Flavonas: Tem uma coloração amarelo pálido. São encontradas principalmente em frutas cítricas, mas também podemos encontrá-los em cereais, frutas, ervas e vegetais. São responsáveis pelo pigmento amarelo das flores.
Flavonóis: Possuem uma coloração também amarelo pálido. Estão presentes em várias fontes, sendo mais comuns em frutas e vegetais.
Isoflavonóides: Não possuem coloração. São encontrados apenas em legumes, principalmente na soja.

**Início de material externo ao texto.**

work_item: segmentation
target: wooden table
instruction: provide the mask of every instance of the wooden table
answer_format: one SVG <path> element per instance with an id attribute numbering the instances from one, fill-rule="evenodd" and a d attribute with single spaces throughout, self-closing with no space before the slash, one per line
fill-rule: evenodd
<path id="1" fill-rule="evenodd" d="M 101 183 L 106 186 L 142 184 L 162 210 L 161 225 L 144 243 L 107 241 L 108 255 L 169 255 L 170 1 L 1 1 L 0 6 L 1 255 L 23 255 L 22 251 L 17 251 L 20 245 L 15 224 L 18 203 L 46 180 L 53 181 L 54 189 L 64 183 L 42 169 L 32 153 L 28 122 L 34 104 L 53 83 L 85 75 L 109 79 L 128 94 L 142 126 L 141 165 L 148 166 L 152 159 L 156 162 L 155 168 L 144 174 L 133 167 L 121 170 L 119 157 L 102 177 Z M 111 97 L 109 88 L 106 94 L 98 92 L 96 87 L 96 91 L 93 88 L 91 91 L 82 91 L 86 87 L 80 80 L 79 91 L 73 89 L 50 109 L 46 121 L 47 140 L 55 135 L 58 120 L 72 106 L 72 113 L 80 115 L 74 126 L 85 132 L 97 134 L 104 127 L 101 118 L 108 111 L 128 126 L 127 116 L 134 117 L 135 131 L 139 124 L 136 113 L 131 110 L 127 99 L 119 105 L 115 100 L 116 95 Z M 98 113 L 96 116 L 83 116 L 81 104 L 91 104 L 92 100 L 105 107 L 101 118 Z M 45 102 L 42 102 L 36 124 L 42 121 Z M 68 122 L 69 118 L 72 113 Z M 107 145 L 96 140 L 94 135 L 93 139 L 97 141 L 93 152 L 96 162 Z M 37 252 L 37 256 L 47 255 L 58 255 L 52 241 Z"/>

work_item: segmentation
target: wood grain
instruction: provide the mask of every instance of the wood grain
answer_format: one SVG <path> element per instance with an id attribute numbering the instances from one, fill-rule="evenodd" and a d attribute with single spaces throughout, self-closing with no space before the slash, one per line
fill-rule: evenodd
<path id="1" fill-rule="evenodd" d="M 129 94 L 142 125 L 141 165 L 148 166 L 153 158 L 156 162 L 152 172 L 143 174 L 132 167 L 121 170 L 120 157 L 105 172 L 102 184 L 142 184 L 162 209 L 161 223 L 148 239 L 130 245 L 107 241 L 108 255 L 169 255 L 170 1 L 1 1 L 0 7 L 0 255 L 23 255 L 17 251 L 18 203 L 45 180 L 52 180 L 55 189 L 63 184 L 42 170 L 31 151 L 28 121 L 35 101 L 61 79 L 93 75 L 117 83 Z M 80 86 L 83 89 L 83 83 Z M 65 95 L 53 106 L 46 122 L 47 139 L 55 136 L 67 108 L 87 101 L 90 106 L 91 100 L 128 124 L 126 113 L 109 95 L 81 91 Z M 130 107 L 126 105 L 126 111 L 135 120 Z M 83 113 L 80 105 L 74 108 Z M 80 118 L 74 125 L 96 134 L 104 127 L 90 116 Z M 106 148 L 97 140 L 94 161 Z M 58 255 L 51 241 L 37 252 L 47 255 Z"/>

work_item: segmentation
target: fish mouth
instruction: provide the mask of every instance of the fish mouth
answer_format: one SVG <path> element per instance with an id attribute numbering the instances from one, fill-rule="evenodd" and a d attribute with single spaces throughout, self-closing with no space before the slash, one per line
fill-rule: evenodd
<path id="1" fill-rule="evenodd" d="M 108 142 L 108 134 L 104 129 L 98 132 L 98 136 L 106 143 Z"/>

terça-feira, 18 de setembro de 2012

Conhecendo os Carotenoides

Licopeno: tipo de carotenoide que dá a cor avermelhada ao tomate
Os carotenóides são pigmentos de cor vermelha, alaranjada ou amarela, encontrados nas células de todos os vegetais, actuando na fotossíntese. Também estão presentes nas células de protistas e fungos. Seguidos da clorofila, os carotenóides são os pigmentos mais importantes para a fotossíntese, protegendo também os pigmentos de clorofila do excesso de luz. São insolúveis em água, mas são solúveis em solventes orgânicos. São obtidos facilmente pelos seres humanos através de alimentos como a cenoura e o tomate, tendo como benefícios a prevenção de doenças como o cancro e aterosclerose coronariana (estreitamento das paredes das artérias coronárias). Os grupos mais conhecidos de carotenóides são o beta caroteno, o licopeno e a xantofila, sendo os três antioxidantes conhecidos.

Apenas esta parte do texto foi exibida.